Teensy 4 Pushed To The Limit With 1 GHz Overclock

Do you need a microcontroller that runs at 1 GHz? No, probably not. But that didn’t stop [Visual Micro] from trying, and the results are pretty interesting. Not only did the plucky little chip not cook itself, it actually seemed to run fairly well; with the already powerful microcontroller getting a considerable boost in performance.

According to [Visual Micro] the Teensy 4.1, which normally has its ARM Cortex-M7 clocked at 600 MHz, can run at up to 800 MHz without any additional cooling. But beyond that, you’ll want to invite some extra surface area to the party. It’s easy enough to cut a chunk out of an old CPU/GPU cooler and stick it on with a dab of thermal compound, but of course there’s no shortage of commercially available heatsinks at this size that you could pick up cheap.

Cutting a custom heatsink.

With the heatsink installed, [Visual Micro] shows the Teensy running at around 62 °C during a benchmark. If that’s a little hot for your liking, they also experimented with an old laptop cooler which knocked the chip down to an impressive 38 °C while under load. It doesn’t look like a particularly practical setup to us, but at least the option is there.

[Visual Micro] unfortunately doesn’t go into a lot of detail about the benchmark results, but from what’s shown, it appears the overclock netted considerable gains. A chart shows that in the time it took a stock Teensy to calculate 15.2 million prime numbers, the overclocked chip managed to blow through 21.1 million. The timescale for this test is not immediately clear, but the improvement is obvious.

Even at the stock 600 MHz, the Teensy 4 is a very powerful MCU. Especially after the 4.1 refresh brought in support for additional peripherals and more RAM. But we suppose some people are never satisfied. Got a project in mind that could benefit from an overclocked Teensy? We’d love to hear about it.

Thanks to [Zane] for the tip.

29 thoughts on “Teensy 4 Pushed To The Limit With 1 GHz Overclock

    1. To make it a bit tautological: the classic applications for an 8-bit microcontroller still only require an 8-bit microcontroller. That’s why PICs stayed around forever.

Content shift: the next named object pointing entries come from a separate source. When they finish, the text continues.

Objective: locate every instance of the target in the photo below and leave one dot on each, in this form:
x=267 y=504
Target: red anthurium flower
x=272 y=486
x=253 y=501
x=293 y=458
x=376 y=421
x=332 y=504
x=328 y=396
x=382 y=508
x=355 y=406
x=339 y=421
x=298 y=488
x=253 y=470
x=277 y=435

    2. Not worse than the people using RPi 3’s for a wifi-enabled curtain. an 8266 doesn’t feel too overpowered for that application even though it has way more power than needed

  1. If you do not want to overclock, then take a look at the newer family version of the chip the Teensy 4 uses, as this new family (RT117x) clocks at 1 Ghz out of the box. Additional the RT117x family includes two cores (M7 and M4) and is an absolute screamer with all the goodies it offers for the price (I bought a tray of the RT1176’s for about $8 US ea.). For those that say why does one need to performance… well, on price alone it can be far less expensive using it than some older devices.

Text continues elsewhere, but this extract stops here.